What’s it like to get tested?
You can either go to a specific testing clinic, a walk-in clinic or your family doctor to get tested. Depending on where you choose to go, you may be asked to provide some confidential information about yourself and the sex you’ve been having. To find out where to go, click here.
Sometimes you may have to wait to be seen, depending on the type of clinic and how busy it is. When you are seen by a clinician, they will likely recommend a range of tests depending on the type of sex you’ve been having. It can be helpful to be prepared with information about which test(s) you would like to receive and which STIs you may be concerned about.
These tests may include:
- Swabs – during a swab, your health care provider will use a Q-tip-like swab on your vagina, throat or anus. This is most often used to test for chlamydia, gonorrhea, herpes and trichomoniasis.
- Urine test – you will be given a small plastic container, which you will take into the bathroom and pee into. This test is most often used for chlamydia and gonorrhea.
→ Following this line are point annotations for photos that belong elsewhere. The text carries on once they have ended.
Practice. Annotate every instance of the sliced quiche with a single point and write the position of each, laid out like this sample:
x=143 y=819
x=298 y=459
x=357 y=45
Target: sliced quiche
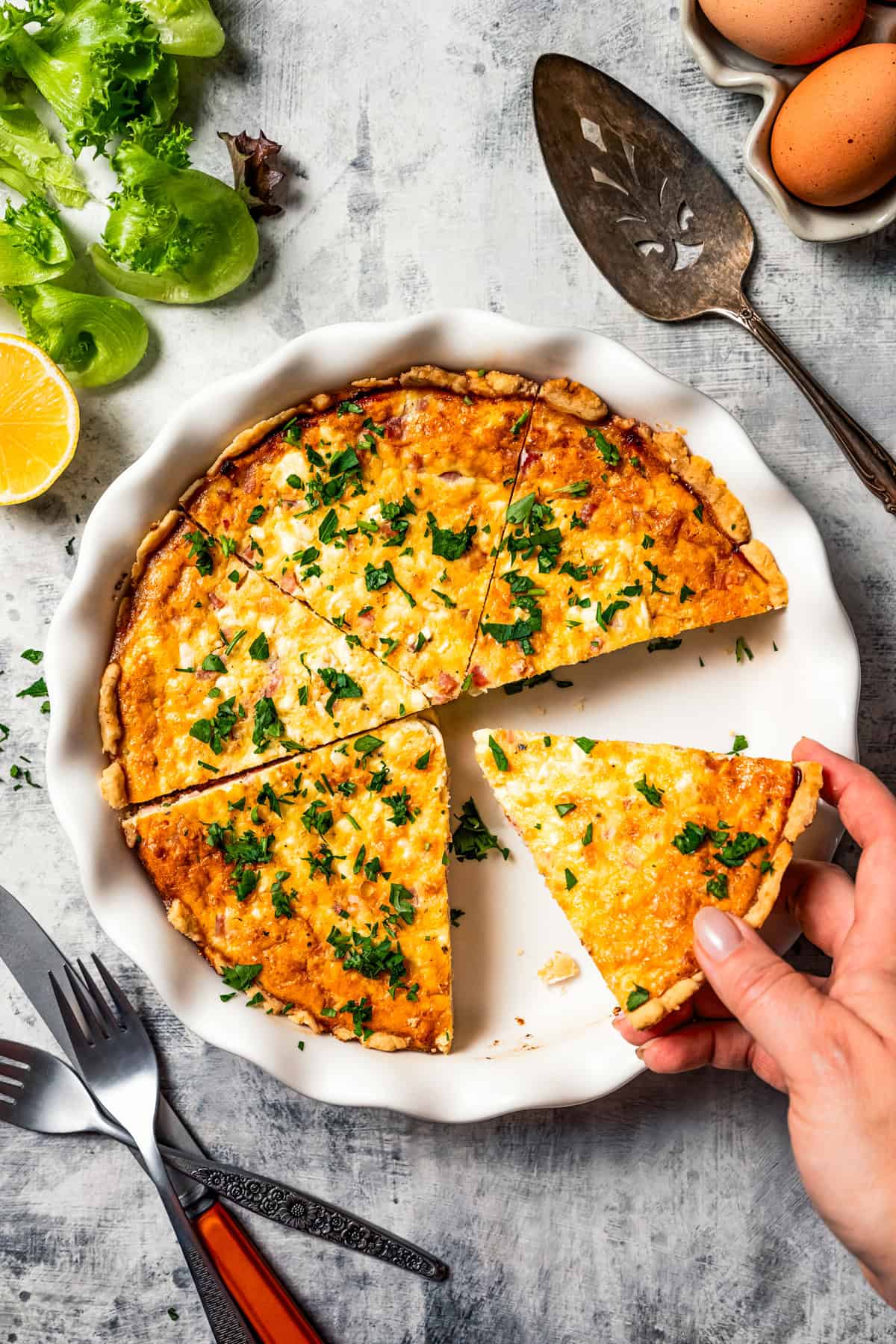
x=632 y=840
x=382 y=507
x=213 y=670
x=317 y=886
x=615 y=534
- Blood test – your health care provider or clinician will use a small needle to take a small vial of blood from your arm. The exception to this is Rapid Point-of-Care HIV testing, where a health care provider pricks your finger and takes a small sample of blood before giving you results on the spot (not all clinics offer this type of testing). Blood tests are most often used to test for HIV, syphilis, and hepatitis B and C.
- Other tests – sometimes, STIs are diagnosed through visual inspection, for things like genital works and pubic lice (crabs).
Results can take a week or more. The clinic will contact you if your result is positive, but most clinics won’t contact you if your test is negative.